No cumplo con el requisito, pero creo que se refiere a Proust, que sí lo fue. Eso explica que se vengara un poquito con las frases interminables de En busca del tiempo perdido. Leyéndolo uno siente que le falta oxígeno. Supongo que esas cosas marcan estilo. Dostoievski, por ejemplo, fue epiléptico.
También me contaba Shteyngart que su lector tipo eran mujeres 74 años que vivían solas con un gato en urbanizaciones de las afueras de Boston. ¿A quién le escribes tú?
Me gustaría salirme de la zona de confort de mis fans. Pero, puestos a elegir, prefiero no perder ninguno. En las presentaciones se me ha acercado gente mayor. ¿Eso es bueno?

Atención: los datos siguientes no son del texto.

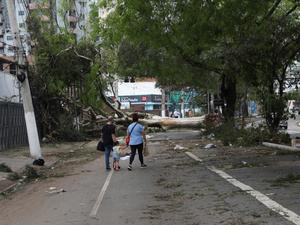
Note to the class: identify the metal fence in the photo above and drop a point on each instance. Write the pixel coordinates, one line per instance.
(12, 125)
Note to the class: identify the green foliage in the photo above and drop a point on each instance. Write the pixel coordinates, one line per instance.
(5, 168)
(62, 78)
(195, 43)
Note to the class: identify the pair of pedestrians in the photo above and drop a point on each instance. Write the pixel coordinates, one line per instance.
(137, 140)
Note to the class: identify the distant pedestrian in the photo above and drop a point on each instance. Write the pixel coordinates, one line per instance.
(109, 138)
(137, 140)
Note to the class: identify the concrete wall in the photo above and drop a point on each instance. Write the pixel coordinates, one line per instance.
(9, 88)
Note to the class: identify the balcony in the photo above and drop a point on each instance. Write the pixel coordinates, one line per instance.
(45, 18)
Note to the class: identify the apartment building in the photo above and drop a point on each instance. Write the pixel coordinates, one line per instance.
(75, 19)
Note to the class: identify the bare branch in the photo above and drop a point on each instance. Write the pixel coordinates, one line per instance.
(82, 56)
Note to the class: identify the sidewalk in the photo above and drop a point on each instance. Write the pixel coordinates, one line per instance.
(17, 159)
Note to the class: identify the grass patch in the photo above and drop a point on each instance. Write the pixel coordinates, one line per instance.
(4, 168)
(173, 185)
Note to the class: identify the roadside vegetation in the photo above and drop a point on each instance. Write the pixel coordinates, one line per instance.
(234, 50)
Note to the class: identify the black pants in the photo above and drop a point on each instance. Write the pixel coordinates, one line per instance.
(133, 152)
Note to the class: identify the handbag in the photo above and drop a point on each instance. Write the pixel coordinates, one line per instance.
(127, 139)
(145, 150)
(100, 146)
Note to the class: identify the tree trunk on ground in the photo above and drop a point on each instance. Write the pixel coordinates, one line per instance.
(117, 111)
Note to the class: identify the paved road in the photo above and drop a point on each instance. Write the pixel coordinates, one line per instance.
(174, 189)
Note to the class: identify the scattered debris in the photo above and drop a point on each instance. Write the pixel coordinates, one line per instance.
(178, 147)
(210, 146)
(4, 168)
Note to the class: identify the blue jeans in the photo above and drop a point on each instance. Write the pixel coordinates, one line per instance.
(108, 149)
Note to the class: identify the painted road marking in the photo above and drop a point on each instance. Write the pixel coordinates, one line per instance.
(101, 195)
(193, 156)
(274, 206)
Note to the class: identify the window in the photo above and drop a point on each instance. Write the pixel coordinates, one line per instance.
(10, 49)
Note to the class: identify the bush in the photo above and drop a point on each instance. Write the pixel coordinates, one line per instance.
(4, 168)
(229, 134)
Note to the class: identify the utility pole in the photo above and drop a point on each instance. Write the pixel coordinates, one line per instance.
(33, 137)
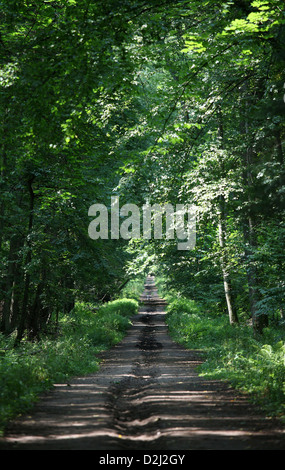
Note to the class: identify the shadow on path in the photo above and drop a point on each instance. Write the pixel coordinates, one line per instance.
(146, 396)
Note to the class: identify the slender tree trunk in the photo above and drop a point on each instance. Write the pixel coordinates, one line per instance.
(259, 320)
(233, 318)
(24, 310)
(10, 295)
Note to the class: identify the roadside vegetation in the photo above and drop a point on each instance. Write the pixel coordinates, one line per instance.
(253, 364)
(33, 367)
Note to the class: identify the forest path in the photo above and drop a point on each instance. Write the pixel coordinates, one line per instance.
(146, 396)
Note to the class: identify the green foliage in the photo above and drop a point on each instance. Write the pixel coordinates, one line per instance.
(34, 367)
(254, 365)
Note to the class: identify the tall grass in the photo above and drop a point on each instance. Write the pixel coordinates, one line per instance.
(233, 353)
(32, 368)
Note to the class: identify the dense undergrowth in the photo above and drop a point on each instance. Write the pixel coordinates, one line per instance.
(33, 367)
(255, 365)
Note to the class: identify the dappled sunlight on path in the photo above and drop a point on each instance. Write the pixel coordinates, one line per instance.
(147, 395)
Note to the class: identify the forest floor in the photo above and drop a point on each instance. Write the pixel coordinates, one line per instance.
(146, 396)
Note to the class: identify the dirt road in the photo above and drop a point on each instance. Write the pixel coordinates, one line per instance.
(146, 396)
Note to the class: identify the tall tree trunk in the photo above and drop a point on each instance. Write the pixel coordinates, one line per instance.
(24, 309)
(233, 318)
(259, 320)
(10, 294)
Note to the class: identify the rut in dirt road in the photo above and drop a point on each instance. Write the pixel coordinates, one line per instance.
(147, 396)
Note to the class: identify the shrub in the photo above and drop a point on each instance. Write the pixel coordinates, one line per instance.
(33, 367)
(233, 353)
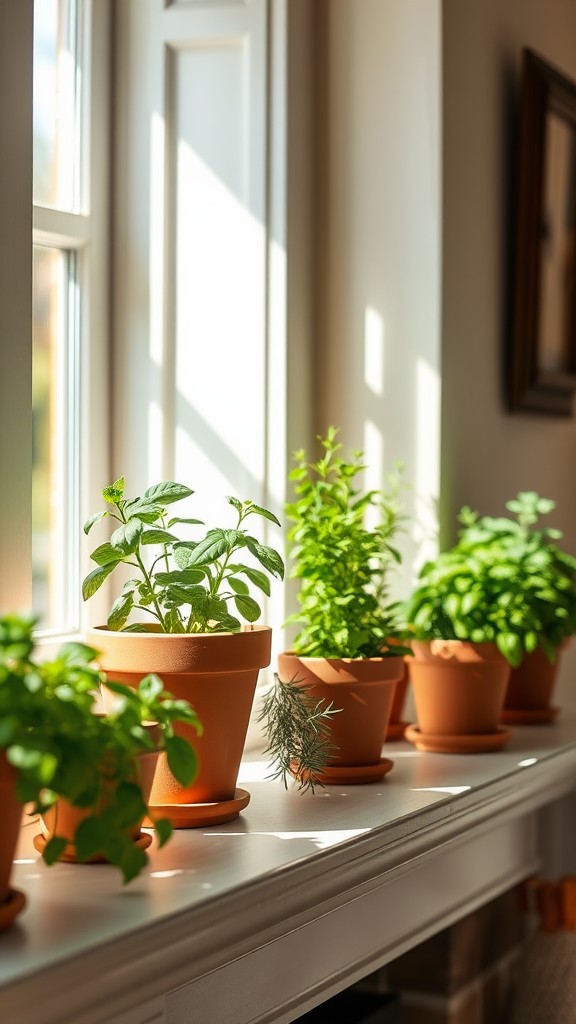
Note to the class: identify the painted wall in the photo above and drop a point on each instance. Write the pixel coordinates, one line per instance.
(378, 225)
(415, 158)
(487, 454)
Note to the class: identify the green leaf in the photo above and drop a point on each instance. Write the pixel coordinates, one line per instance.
(158, 537)
(264, 513)
(120, 610)
(53, 849)
(510, 646)
(129, 806)
(181, 553)
(93, 519)
(266, 557)
(115, 492)
(90, 838)
(213, 545)
(151, 687)
(106, 554)
(189, 522)
(181, 759)
(258, 579)
(190, 577)
(247, 607)
(238, 586)
(163, 830)
(167, 493)
(94, 580)
(127, 536)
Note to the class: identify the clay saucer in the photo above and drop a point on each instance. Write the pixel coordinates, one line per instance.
(201, 815)
(69, 856)
(468, 743)
(352, 774)
(528, 716)
(396, 730)
(10, 907)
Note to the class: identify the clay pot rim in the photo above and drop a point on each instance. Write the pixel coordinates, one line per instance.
(154, 633)
(447, 650)
(343, 660)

El problema de algunos humoristas es que nunca terminan de bajarse del escenario. ¿Te ha pesado el personaje en esta nueva reinvención como novelista?
No quería que Subidón fuera el típico libro de famosete que aprovecha el tirón para firmar ejemplares. Me he tomado este proyecto muy en serio, pero sin renunciar a mi lenguaje, el humor, que he tratado de aplicar en dosis adecuadas, sin caer en la tentación de encadenar gags y chistes.
Podrías haber publicado el libro bajo seudónimo, uno de mujer que tuviera más tirón…
[Risas] Granujilla… Lo de Carmen Mola me pareció una jugada, no sé si maestra, que nada tenía de ingenua ni casual. Pero en estos tiempos impredecibles nunca se sabe. En cuanto a mí, las dudas iban por otro lado y sentido contrario: me planteé llamar al protagonista con mi nombre. Deseché la idea enseguida. Por alusiones, más que nada.
La edición en papel de El Duende del mes de diciembre va de emociones. ¿Qué te provoca un subidón?
Tengo la suerte de trabajar entre amigos y en la comedia, que es mi género favorito. No me puedo permitir el lujo de estar desanimado, pues lo mío es divertir a la gente con mis ocurrencias. Se podría decir que el subidón, como la valentía a los soldados, se me supone y viene de serie.
Me gusta eso que dices de que algunas críticas no pueden ser recibidas sino como un halago. ¿Qué es lo peor-mejor que se ha dicho de este libro?
Aún es pronto para sacar conclusiones, pero pienso que las peores-peores críticas son las que no sabes muy bien por dónde van. Recuerdo que una vez hice un monólogo para la entrega de un premio a José Luis Coll, que me mencionó en su discurso de agradecimiento: “Este muchacho acaba de demostrar lo difícil que es dedicarse al humor”. Qué quiso decir. Un misterio… [carcajada].